Ecce homo.
Mance et Hazel vivent en marge de la réserve indienne de Prairie Rose et bien que le temps corrode les corps, leurs cœurs battent toujours de concert alors qu’ils ont partagé ensemble une vie frugale quasi autarcique. Comme l’arbre isolé dans la montagne attire inévitablement la foudre, leur maison perdu aux confins du monde devient la cible de militaires en perdition.
Dessiné d’une main forte par Danijel Zezelj, auteur croate d’une rare intensité graphique, le prologue de Scalped se déroule en lisière de la communauté indienne, contrebalançant la violence, la dépravation, les coups fourrés et l’absence d’avenir d’hommes en pleine déréliction.
L’épisode suivant, de 45 pages, soit le double d’épaisseur du précédent, se recentre sur Shunka (« chien » en lakota), le bras droit et dur de Red Crow. Shunka quitte le Dakota du sud pour le Michigan afin de persuader Bobby Greenwood, chef tribal et propriétaire du Potawatomi Palace, d’arrêter de dénigrer le casino de Prairie Rose auprès des artistes en tournée. Greenwood accepte mais demande à Shunka d’aller rencontrer l’ancien chef tribal de la réserve, Joseph Crane, afin de le convaincre de ne pas défendre la cause des homosexuels indiens.
Rien ne peut se dérouler comme prévu d’autant que Shunka cache des secrets inavouables et fait montre d’une violence dévastatrice qu’il sait contenir quand les circonstances l’exigent. Shunka est redoutable mais Joseph Crane, doté d’une intelligence supérieure, est retors en diable.

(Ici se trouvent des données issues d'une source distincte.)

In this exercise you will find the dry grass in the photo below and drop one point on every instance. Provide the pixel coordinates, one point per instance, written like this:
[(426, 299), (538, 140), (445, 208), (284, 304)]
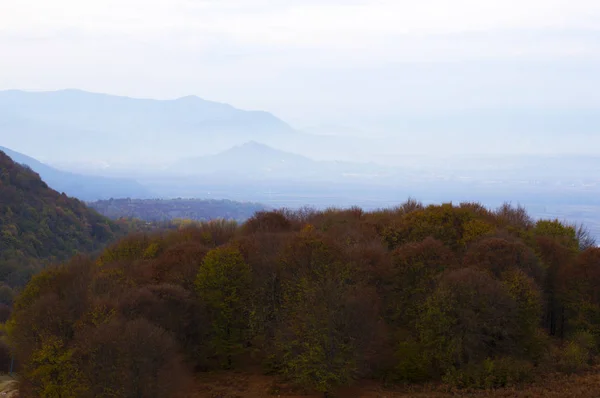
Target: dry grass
[(246, 385)]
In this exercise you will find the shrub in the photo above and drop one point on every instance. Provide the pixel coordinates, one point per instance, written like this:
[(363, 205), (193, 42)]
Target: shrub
[(490, 374)]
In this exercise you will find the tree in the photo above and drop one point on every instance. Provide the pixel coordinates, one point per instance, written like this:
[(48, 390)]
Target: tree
[(470, 317)]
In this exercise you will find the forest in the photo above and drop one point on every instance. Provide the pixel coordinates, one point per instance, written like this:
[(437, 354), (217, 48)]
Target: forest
[(455, 294), (39, 226)]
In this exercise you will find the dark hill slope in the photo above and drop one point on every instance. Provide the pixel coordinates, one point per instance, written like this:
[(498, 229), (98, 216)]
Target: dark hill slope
[(38, 225)]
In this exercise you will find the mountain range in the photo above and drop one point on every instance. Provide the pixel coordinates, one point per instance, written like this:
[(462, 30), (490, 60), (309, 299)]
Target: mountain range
[(39, 225), (83, 187), (99, 127), (259, 161)]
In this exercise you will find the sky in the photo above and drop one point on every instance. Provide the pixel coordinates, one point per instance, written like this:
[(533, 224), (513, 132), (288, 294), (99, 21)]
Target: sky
[(312, 62)]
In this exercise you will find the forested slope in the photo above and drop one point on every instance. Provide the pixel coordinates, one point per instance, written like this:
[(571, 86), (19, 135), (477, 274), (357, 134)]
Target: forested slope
[(455, 294), (161, 210), (39, 225)]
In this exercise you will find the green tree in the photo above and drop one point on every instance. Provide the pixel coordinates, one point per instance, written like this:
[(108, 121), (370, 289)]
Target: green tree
[(223, 287)]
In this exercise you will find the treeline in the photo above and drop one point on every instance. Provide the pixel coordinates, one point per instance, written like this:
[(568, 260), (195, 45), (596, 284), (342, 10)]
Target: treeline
[(457, 294), (39, 226), (164, 210)]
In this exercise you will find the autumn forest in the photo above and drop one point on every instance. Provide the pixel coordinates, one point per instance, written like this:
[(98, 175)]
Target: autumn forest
[(453, 294)]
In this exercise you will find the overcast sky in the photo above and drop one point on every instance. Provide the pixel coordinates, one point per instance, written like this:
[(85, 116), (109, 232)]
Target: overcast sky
[(311, 61)]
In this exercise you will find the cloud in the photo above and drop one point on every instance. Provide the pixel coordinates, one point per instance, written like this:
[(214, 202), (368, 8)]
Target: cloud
[(306, 57)]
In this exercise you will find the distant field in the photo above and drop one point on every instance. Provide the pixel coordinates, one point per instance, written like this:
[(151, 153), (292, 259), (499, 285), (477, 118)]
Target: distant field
[(237, 384)]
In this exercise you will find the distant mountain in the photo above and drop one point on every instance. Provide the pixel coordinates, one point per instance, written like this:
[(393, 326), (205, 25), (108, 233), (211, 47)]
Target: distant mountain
[(260, 161), (39, 225), (81, 186), (77, 125)]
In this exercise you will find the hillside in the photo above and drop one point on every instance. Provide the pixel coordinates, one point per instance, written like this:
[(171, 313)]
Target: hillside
[(259, 161), (457, 296), (39, 225), (109, 128), (82, 187), (156, 210)]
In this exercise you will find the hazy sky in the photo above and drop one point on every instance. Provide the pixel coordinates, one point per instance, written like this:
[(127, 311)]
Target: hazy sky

Davide Furno, artiste transalpin, a nettement amélioré son trait anguleux, délivrant des expressions nuancées où la duperie se mêle à la séduction.
S’ensuit un court épisode rétrospectif réalisé par le créateur graphique de la série, Rajko Milošević Guéra, dessinateur serbe totalement en phase avec l’histoire dévidée par Jason Aaron, fameux auteur américain de comics. La vie du père de Dash, Wade Bad Horse, est narré et au passage, le lecteur comprend pourquoi il a choisi ce prénom étonnant pour son fils.
L’épisode le plus conséquent (fascicules 39 à 42 dans l’édition américaine) clôt admirablement l’ensemble. Carol, enceinte de Dash, se débat avec son passé alors que Dashiell lutte contre ses démons, ses terreurs et le sevrage des drogues dures sous la hutte à sudation qui l’entraîne au bord de la folie.
Le scénariste a parfaitement ourdi son récit, substituant à la violence cathartique des premiers épisodes un dévoilement des psychés à mesure que les passés révèlent les personnages, leurs trajectoires et l’impasse de Prairie Rose. Tout ne peut qu’être feu et cendre et pourtant la vie pulse, l’espoir palpite en dépit d’une poisse existentielle indécrottable.